In about 2005 or so, there was a restoration project on Mystic Pond. They cleared out some vegetation and trees and it was suppose to be a great improvement but there is some discussion as to whether it made any difference to the pond. Fortunately the cover has filled in again and the ducks once more feel safe hiding in the understory. A recent change since about 1990 is the increase in the number of Great Blue Heron nests surrounding the pond in the high cottonwoods. Each year has shown an increase in the number of nests. It is quite noisy when the Herons come back to do their nesting each year. Winter is a good time to see where the nests are situated when the leaves are off the trees.

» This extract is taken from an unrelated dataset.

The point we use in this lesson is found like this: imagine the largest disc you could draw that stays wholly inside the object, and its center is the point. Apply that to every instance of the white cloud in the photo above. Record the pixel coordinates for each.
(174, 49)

In winter, there are a number of ducks who enjoy the pond. As well as the Wood Ducks, there are commonly Mallard and American Wigeon. You may also see Hooded Merganser, Bufflehead, Green-winged Teal, American Coot, Northern Pintail, Northern Shoveler and, occasionally, a Eurasian Wigeon. Canada Geese often use the pond as a safe place to spend the night. Glaucous-winged Gulls are very common and Mew Gulls are also seen on the pond. Stickleback are also in the pond but it’s the mucky vegetative matter that most of the ducks enjoy. Red-winged Blackbirds are in good numbers around the pond. The Belted Kingfisher makes its presence known and the bushes are filled with many other small woodland birds throughout the year. The water helps to attract the birds. Members of Victoria Natural History Society visit this spot to enjoy the numerous birds here.
The residents are concerned that the silt and other debris from upstream is gradually filling in the ponds so they are getting very shallow. The owners and other concerned people are worried about what will happen in future if nothing is done upstream. The entire area around Hobbs Creek in Mystic Vale is devoid of vegetation due to the heavy traffic, especially trodden down by off-lease dogs. Not a blade of grass is able to grow around the water course in Mystic Vale. The heavy rains cause serious runoffs coming down the hillsides around the creek and add significant silt into Hobbs Creek. There will need to be cooperation between UVic, Saanich and Oak Bay if this magical pond is to be able to continue as a viable water way.